Sejenak kami bertatapan. Saya duduk di sofa, dan dia berdiri menyandar di dinding, di hadapan saya. Kemudian, dengan seluruh kemantapan yang saya miliki, saya berkata kepadanya, “Ri, kamu mau menikah denganku?”

Dia tidak tersenyum. Juga tidak menjawab. Dia hanya berdiri, dan menatap saya. Kemudian, dalam detik-detik yang seolah abadi, dia menjatuhkan dirinya dalam pelukan saya, dan berbisik, “Ya, aku mau.”

Kami berpelukan di sofa. Lama.

....
....

Pesta perkawinan kami dilangsungkan empat bulan setelah itu. Sebenarnya tidak layak disebut pesta, karena sederhana. Acaranya berlangsung jam 1 siang hingga sore. Cukup meriah. Semua teman kami datang, bersama pasangannya masing-masing, dan sepertinya mereka senang sekali. Salah satu lajang paling keren di muka bumi (oh, well!) kini telah menemukan tambatan hati.

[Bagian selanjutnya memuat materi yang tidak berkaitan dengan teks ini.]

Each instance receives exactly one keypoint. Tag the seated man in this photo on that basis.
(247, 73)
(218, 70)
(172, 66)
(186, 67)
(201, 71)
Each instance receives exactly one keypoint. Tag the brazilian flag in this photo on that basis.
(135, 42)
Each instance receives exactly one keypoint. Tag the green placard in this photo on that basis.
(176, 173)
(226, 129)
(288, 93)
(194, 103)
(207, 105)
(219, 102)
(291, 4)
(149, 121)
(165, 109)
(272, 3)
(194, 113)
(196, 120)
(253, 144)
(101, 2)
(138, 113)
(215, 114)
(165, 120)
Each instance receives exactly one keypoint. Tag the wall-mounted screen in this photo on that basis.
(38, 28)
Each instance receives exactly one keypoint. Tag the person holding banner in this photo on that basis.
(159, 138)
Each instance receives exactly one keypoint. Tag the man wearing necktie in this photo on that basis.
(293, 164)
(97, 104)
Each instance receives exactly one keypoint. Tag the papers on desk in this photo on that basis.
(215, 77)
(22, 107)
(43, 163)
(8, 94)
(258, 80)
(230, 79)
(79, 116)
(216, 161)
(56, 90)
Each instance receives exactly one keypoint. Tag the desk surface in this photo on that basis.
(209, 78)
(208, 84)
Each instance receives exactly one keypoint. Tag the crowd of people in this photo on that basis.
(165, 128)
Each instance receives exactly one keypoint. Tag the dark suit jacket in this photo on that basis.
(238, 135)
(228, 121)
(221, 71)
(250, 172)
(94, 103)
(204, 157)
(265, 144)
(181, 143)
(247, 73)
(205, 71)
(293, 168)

Malam harinya, seperti umumnya pengantin, saya berdebar tak karuan. Menunggu jam berdetik rasanya seabad. Saya berbaring di kamar pengantin dengan perasaan bahagia yang tak bisa saya lukiskan. Jadi begini rasanya menikah, pikir saya. Hidup terasa menjadi lengkap, tulang rusuk yang hilang telah tertemukan. Selamat tinggal masa lajang.

Dan saya makin tak sabar. Oh, well, ketaksabaran seorang suami.

Yang jadi masalah, Riani masih asyik membuka-buka kado yang menumpuk di kamar pengantin. Kado-kado itu memang tampak indah, dengan kemasan warna-warni, serta dihias pita. Dan istri saya rupanya tak jauh beda dengan kebanyakan wanita—suka hal-hal yang indah. Jadi, sementara saya menunggu dengan tak sabar, dia malah asyik mengurusi dan membuka-buka kado sialan itu. Padahal saya juga sudah ingin diurusi. Dan dibuka-buka.

Saya pun memanggilnya dengan lembut, berharap dia sadar. Dan paham.

Tapi dia hanya menengok, dan tersenyum nakal. “Udah nggak sabar, ya?” ujarnya dengan manis. “Iya deh, sebentar lagi.”

Dan “sebentar lagi” itu bagi saya rasanya seabad. Sambil menyabar-nyabarkan diri, saya pun akhirnya memeluk bantal, dan membayangkan masa-masa hidup yang telah saya jalani. Saya berkata pada diri sendiri, “Kau telah menunggu bertahun-tahun untuk saat ini. Kenapa kau tak sabar menunggu sesaat lagi...?”

Lamunan saya terhenti ketika Riani tiba-tiba cekikikan sambil memegangi sehelai kertas, yang sepertinya berasal dari sebuah kado. Dia menutup mulutnya sendiri dengan satu tangan, tapi terus cekikikan. Kemudian, diberikannya kertas itu pada saya. “Lihat, nih,” katanya sambil masih cekikikan.

Dengan penasaran, saya menerima kertas itu, dan membaca isinya. Kalimatnya pendek, ditulis rapi, dan berbunyi, “Selamat merayakan April Mop!”

....
....

Lalu terdengar suara orang misuh-misuh.